Der Unterschied zwischen homöopathischer und allopathischer Medizin 
liegt also nicht so sehr in den verwendeten Arzneimitteln, sondern in der 
Technik der Verschreibung. Dasselbe Mittel kann im Prinzip sowohl 
homöopathisch als auch allopathisch sein, je nach der Art seiner 
Verwendung.

Dieses Ähnlichkeitsprinzip war schon früheren Ärzten 
(Hippokrates, Paracelsus) ansatzweise bekannt. Die Beobachtung, 
daß eine hinzukommende ähnliche Arzneikrankheit die ursprüngliche 
natürliche Krankheit auslöscht, wurde jedoch erst von Hahnemann als 
allgemein gültiges Naturgesetz erkannt -
"Ähnliches wird durch Ähnliches geheilt" (lat. Similia similibus curentur). 
Das Wort Homöopathie ist aus dem griechischen - homoion pathos - 
ähnliches Leiden - abgeleitet. 
Kunstgerechte Anwendung der Homöopathie bedeutet also, sich bei 
der Wahl der Heilmittel an dieses Prinzip halten und
nur jeweils ein Mittel zur Zeit, nämlich das Ähnlichste zu verschreiben.




Potenzierung - Was heißt C 30 ? - Ein Tropfen auf den Bodensee?
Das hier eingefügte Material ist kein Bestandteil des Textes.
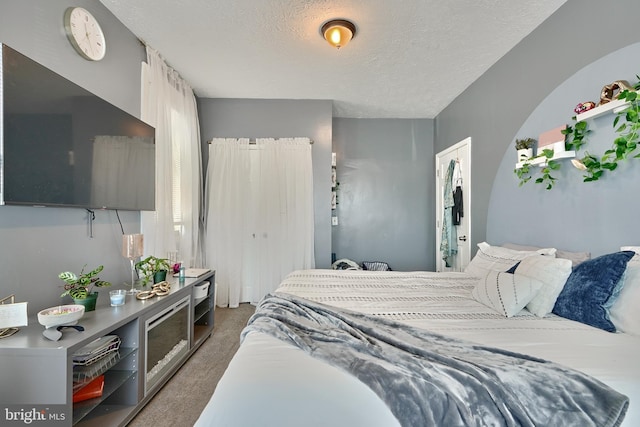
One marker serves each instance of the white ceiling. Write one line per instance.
(409, 59)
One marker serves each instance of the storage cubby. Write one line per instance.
(42, 372)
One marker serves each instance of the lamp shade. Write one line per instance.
(132, 245)
(338, 32)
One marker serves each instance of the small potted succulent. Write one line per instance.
(524, 147)
(154, 268)
(80, 287)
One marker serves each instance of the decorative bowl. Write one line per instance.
(60, 315)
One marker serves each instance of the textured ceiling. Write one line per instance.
(409, 59)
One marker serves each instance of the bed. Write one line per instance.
(271, 382)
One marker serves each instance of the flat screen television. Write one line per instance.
(61, 145)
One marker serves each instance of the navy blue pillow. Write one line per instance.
(588, 289)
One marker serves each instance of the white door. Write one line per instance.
(461, 154)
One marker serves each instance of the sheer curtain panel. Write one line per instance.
(169, 105)
(260, 222)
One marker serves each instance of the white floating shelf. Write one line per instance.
(542, 161)
(610, 107)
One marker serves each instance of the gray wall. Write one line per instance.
(386, 195)
(596, 216)
(38, 243)
(495, 107)
(259, 118)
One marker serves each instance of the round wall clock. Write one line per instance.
(84, 33)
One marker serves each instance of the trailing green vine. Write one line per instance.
(624, 146)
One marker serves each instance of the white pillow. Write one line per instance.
(575, 257)
(496, 258)
(553, 273)
(506, 293)
(624, 313)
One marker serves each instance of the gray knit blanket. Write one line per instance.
(428, 379)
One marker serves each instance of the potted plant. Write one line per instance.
(524, 147)
(80, 287)
(154, 268)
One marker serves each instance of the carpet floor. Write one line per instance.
(181, 400)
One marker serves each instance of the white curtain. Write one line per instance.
(122, 168)
(260, 222)
(169, 105)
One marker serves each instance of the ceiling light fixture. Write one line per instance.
(338, 32)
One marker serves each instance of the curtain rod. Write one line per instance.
(253, 140)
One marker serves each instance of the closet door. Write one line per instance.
(461, 154)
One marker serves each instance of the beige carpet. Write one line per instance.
(181, 400)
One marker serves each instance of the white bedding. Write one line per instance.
(269, 383)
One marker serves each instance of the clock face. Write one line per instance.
(85, 33)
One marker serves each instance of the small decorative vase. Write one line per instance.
(525, 154)
(159, 276)
(89, 302)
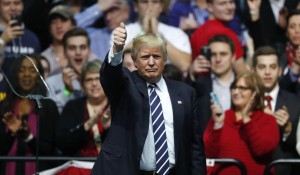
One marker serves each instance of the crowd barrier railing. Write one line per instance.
(278, 162)
(228, 161)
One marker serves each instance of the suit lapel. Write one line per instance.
(280, 100)
(178, 116)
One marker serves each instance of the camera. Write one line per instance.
(17, 18)
(205, 51)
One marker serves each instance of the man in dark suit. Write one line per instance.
(132, 144)
(213, 74)
(283, 105)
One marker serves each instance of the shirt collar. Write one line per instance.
(274, 92)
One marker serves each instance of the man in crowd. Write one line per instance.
(284, 106)
(65, 85)
(213, 74)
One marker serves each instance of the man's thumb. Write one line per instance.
(122, 25)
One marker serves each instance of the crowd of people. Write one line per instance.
(80, 74)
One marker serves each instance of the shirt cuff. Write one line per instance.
(29, 138)
(115, 59)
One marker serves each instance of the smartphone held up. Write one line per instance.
(18, 20)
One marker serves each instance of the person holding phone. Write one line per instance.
(15, 38)
(19, 116)
(213, 73)
(243, 131)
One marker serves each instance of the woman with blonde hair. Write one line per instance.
(243, 132)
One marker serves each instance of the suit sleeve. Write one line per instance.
(197, 151)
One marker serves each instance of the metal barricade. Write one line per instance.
(280, 161)
(228, 161)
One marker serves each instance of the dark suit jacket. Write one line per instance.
(287, 149)
(129, 102)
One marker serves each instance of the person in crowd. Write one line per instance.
(290, 58)
(65, 85)
(284, 106)
(179, 48)
(221, 12)
(15, 38)
(80, 132)
(172, 72)
(188, 14)
(3, 82)
(19, 117)
(155, 124)
(266, 21)
(242, 132)
(213, 74)
(61, 20)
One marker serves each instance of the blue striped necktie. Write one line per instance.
(159, 132)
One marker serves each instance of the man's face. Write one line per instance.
(269, 70)
(27, 76)
(77, 52)
(10, 7)
(115, 16)
(92, 86)
(221, 58)
(59, 26)
(293, 30)
(149, 8)
(150, 63)
(222, 9)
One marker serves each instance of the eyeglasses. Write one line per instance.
(240, 88)
(90, 80)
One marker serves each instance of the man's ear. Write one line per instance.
(279, 71)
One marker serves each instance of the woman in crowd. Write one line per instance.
(243, 132)
(84, 120)
(18, 128)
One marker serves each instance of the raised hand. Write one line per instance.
(120, 35)
(12, 122)
(69, 74)
(246, 112)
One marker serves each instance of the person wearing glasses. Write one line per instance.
(244, 132)
(19, 117)
(213, 73)
(84, 121)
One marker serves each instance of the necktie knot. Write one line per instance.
(268, 98)
(151, 86)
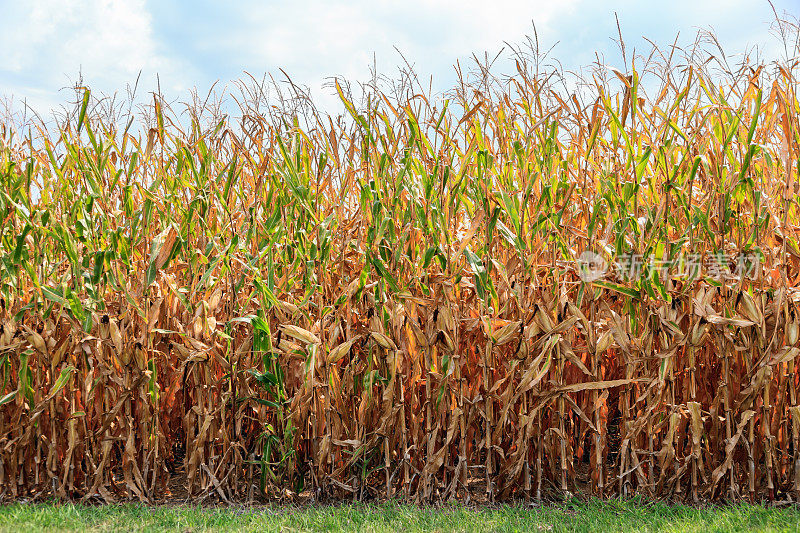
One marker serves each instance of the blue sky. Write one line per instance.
(46, 43)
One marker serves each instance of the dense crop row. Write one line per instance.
(392, 302)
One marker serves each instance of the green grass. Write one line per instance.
(592, 516)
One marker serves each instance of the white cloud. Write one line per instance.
(46, 44)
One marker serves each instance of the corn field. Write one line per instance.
(391, 302)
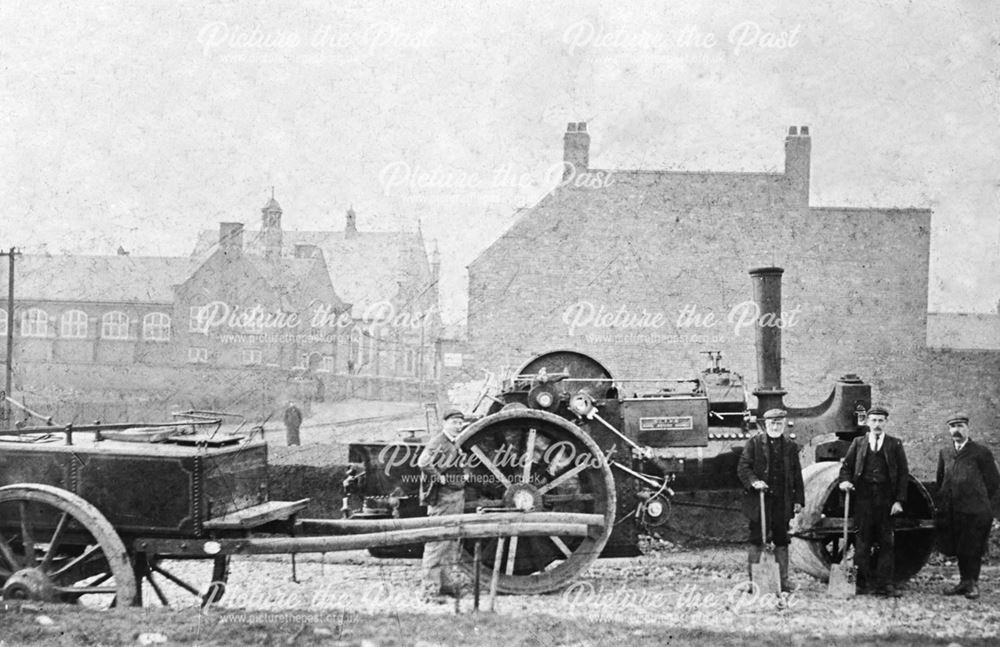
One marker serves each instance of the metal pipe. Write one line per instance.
(767, 297)
(359, 526)
(116, 426)
(324, 544)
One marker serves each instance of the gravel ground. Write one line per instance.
(665, 588)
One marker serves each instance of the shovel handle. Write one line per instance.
(763, 525)
(847, 512)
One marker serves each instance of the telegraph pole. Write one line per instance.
(9, 369)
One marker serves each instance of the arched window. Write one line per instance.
(34, 323)
(114, 325)
(354, 359)
(156, 327)
(73, 324)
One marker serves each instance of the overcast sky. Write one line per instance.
(139, 124)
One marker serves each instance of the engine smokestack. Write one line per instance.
(767, 296)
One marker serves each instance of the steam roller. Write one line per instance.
(561, 435)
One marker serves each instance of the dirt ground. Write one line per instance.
(667, 596)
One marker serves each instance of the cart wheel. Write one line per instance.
(54, 546)
(154, 570)
(565, 472)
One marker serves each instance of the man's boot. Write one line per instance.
(753, 557)
(959, 589)
(781, 556)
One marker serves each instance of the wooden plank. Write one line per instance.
(257, 515)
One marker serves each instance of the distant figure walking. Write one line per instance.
(293, 420)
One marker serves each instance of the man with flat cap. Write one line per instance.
(442, 490)
(968, 481)
(770, 463)
(875, 470)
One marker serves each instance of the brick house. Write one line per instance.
(94, 309)
(237, 309)
(646, 269)
(393, 326)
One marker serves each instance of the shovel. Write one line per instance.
(765, 574)
(842, 575)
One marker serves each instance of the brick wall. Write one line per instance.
(668, 243)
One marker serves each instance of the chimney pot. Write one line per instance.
(305, 250)
(231, 238)
(576, 149)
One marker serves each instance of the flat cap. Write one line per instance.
(958, 416)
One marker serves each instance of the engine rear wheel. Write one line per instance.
(523, 459)
(820, 526)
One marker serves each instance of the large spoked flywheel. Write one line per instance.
(530, 460)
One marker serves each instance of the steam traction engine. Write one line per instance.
(565, 436)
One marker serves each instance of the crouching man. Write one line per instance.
(770, 463)
(442, 490)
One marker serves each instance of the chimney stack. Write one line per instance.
(231, 239)
(576, 149)
(351, 225)
(798, 149)
(305, 250)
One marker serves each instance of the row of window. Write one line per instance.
(73, 325)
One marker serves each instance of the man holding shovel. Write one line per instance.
(770, 464)
(875, 469)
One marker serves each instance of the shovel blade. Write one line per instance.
(842, 582)
(766, 575)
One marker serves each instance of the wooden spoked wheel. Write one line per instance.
(56, 547)
(530, 460)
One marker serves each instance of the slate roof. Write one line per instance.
(107, 279)
(365, 267)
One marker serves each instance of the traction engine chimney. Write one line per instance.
(767, 296)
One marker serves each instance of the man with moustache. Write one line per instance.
(770, 463)
(968, 481)
(875, 469)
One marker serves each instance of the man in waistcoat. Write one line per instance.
(876, 472)
(968, 482)
(770, 463)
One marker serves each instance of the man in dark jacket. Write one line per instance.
(875, 469)
(293, 420)
(442, 490)
(770, 463)
(968, 481)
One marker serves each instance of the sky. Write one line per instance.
(140, 124)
Es ist nicht die Verschreibung von kleinen - sogenannten homöopathischen - Dosen, 
die das Wesen homöopathischer Medizin ausmacht, sondern nur die Verordnung von 
Arzneimitteln nach dem Gesetz der Ähnlichkeit. 
Die Potenzierung ist nicht zwingend bei der Herstellung eines homöopathischen Mittels.
In den Anfängen der Homöopathie wurden bei der Verordnung von Heilmitteln zunächst 
unerwartet starke Reaktionen beobachtet. Da die spezifische Arznei ähnliche Symptome 
auslöste wie die Krankheit selbst, zeigte sich der Organismus für diese Arznei besonders 
empfindlich. 
Hahnemann fand dann heraus, daß sich durch ein spezielles Verdünnungsverfahren, 
die Potenzierung, einerseits eine Milderung der unerwünschten Reaktionen erzielen ließ, 
während andererseits die ausgelöste Heilwirkung dadurch sogar noch gesteigert wurde. 
Weiterhin zeigten sich durch die Potenzierung arzneiliche Kräfte bei Substanzen, 
die im rohen Zustand gänzlich ohne Wirkung blieben. 
Die Potenzierung verringert also die Masse des Ausgangsstoffes und erhöht gleichzeitig 
seine Energie. Praktisch handelt es sich um eine stufenweise Verdünnung von Arzneistoffen, 
bei der jeder Verdünnung eine Verschüttelung bzw. Verreibung folgt. 
Die verschiedenen Potenzierungsvorschriften werden bei der Bezeichnung des Mittels jeweils 
durch einen Buchstaben dargestellt. D steht für eine zehnfache, C für eine hundertfache 
Verdünnung in jedem Einzelschritt; bei den Q-(oder LM-) Potenzen kommt es in einem 
Doppelschritt jeweils zu einer 50.000fachen Verdünnung. 
Die Zahl bezeichnet die Anzahl der entsprechend der Potenzierungsvorschrift vorgenommenen
Verdünnungsschritte. Calcium carbonicum C 30 bedeutet somit, daß das Mittel 
Calcium carbonicum (Muschelkalk) dreißigmal mit Milchzucker bzw. Alkohol jeweils im 
Verhältnis 1:100 potenziert wurde.
Daß ein solches, schier unglaublich verdünntes Mittel ("ein Tropfen auf den Bodensee"), 
dennoch eine deutliche Wirkung entfaltet, läßt sich beobachten. 
Warum dies so ist, kann derzeit nicht mit Sicherheit beantwortet werden. 
Diese Unerklärbarkeit hat der Homöopathie viel Feindschaft 
von manchen Wissenschaftlern eingetragen.